Crociere Green&Tech

Crociere: l’acqua del mare diventa birra a bordo delle navi Msc

Dopo essere stata desalinizzata, l’acqua diventa dolce ed è utilizzata per produrre una pregiata birra artigianale

Genova – L’acqua del mare diventa dolce, ed è utilizzata – tra l’altro – per produrre birra artigianale a bordo della navi. Un esempio di ‘green economy’ applicata a trasporto marittimo arriva da Msc Crociere, che da tempo utilizza questa tecnologia per rispettare l’ambiente e soddisfare le richieste di una clientela sempre più attenta alla sostenibilità (e ai sapori…).

“Le nostre navi sono dotate dei più moderni impianti di produzione di acqua dolce e l’80% di tutta l’acqua dolce utilizzata a bordo viene prodotta dal mare utilizzando la tecnologia di desalinizzazione. Ciò significa che riduciamo al minimo il consumo di questa preziosa risorsa da destinazioni a terra dove l’acqua dolce può scarseggiare. Sulle nostre nuove navi autoproduciamo fino a 3 milioni di litri al giorno, l’equivalente di una piscina olimpionica!”, spiega la compagnia fondata da Gianluigi Aponte.

“Con l’acqua dolce prodotta a bordo produciamo anche la nostra birra.

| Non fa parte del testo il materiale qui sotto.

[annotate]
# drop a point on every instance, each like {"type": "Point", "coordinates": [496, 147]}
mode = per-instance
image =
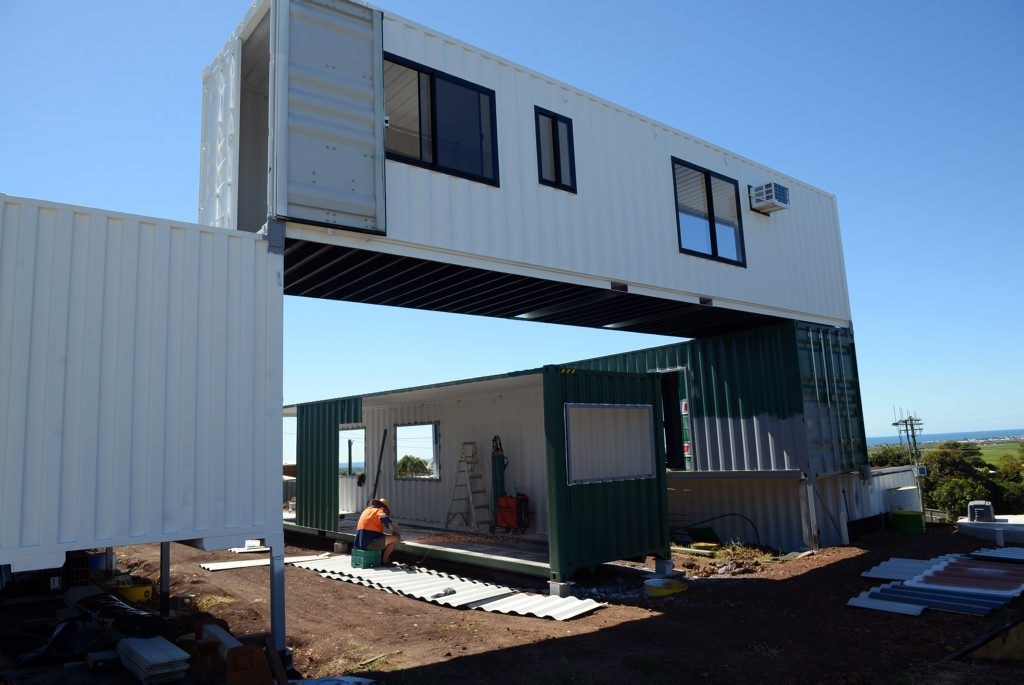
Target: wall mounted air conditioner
{"type": "Point", "coordinates": [768, 198]}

Il nostro microbirrificio utilizza l’acqua dolce prodotta a bordo dall’acqua di mare, così non solo risparmiamo acqua, ma trasportiamo anche meno birra sulle nostre navi e gestiamo meno rifiuti, come lattine e bottiglie”.

“La maggior parte dell’acqua utilizzata sulle nostre navi viene prodotta a bordo, con sistemi altamente efficienti che producono acqua dolce pulita dall’acqua di mare. Manteniamo l’oceano come dovrebbe essere: pulito. Tutta l’acqua utilizzata a bordo delle nostre navi viene trattata e pulita secondo eccellenti standard internazionali prima di essere reimmessa in mare. Tutte le nostre navi sono dotate di sistemi di trattamento delle acque reflue progettati e mantenuti secondo gli standard più elevati, persino superiori a quelli di molte strutture a terra”.

Sebbene le norme consentano generalmente lo scarico di acque reflue non trattate (acque nere) quando una nave viaggia a più di 12 miglia nautiche dalla terraferma, “noi non lo consentiamo in nessun caso durante le normali operazioni e richiediamo che la nave richieda l’autorizzazione alla compagnia, quando è necessario uno scarico raro ed eccezionale”.